Clearly the jury did not believe the explanation that Jacqueline obtained the cocaine, and that she intended to deal in it. She could not identify the source of the cocaine (someone named Willie located somewhere in Winter Park), and she did not know how much cocaine was contained in the nylon bag, or how many rocks she cut up. She estimated at the most 20. She also testified that all of the rocks were placed in one ball. These facts were completely refuted by the state’s evidence. The jury could reasonably have concluded — based on common sense alone— that Jacqueline was trying to sacrifice herself for her husband, and that in fact he was the drug dealer in the family.
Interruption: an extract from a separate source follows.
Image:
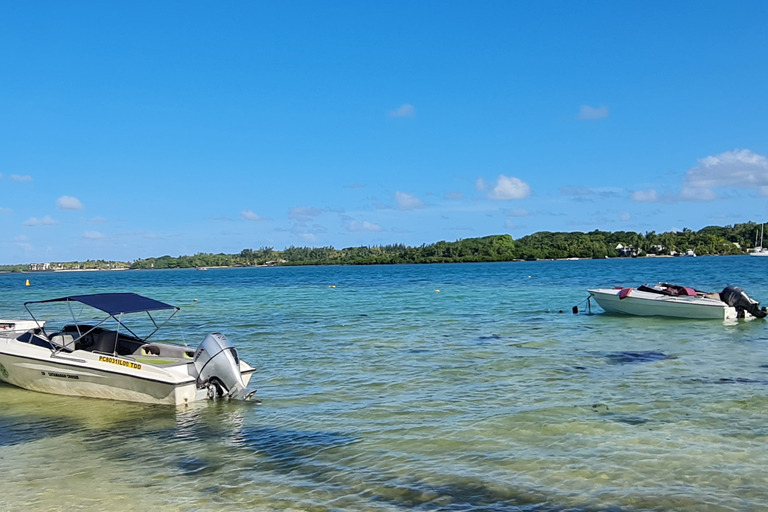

We agree with Strong that he was not afforded an opportunity to contest the amount of the liens assessed for the public defender. Daniels v. State, 679 So.2d 354 (Fla. 5th DCA 1996); Allmond v. State, 668 So.2d 1120 (Fla. 5th DCA 1996); Andrews v. State, 660 So.2d 394 (Fla. 5th DCA 1995). We accordingly strike the liens and remand this cause to the trial court for the opportunity to reimpose the liens after compliance with the Florida Rules of Criminal Procedure.

AFFIRMED, in part; Liens STRICKEN; REMANDED.

COBB and HARRIS, JJ., concur.

. §§ 893.13(l)(a); 893.03(2)(a)(4), Fla. Stat. (1993).

. At the same hearing Strong was sentenced in case No 94-1715 for possession of cocaine with intent to sell, after violating his probation in that case.

. See Reese v. State, 694 So.2d 678, 684 (Fla.1997); Parker v. State, 476 So.2d 134 (Fla.1985); Bates v. State, 465 So.2d 490 (Fla.1985).

. Peterka v. State, 640 So.2d 59 (Fla.1994); Buenoano v. State, 478 So.2d 387, 390 (Fla. 1st DCA 1985).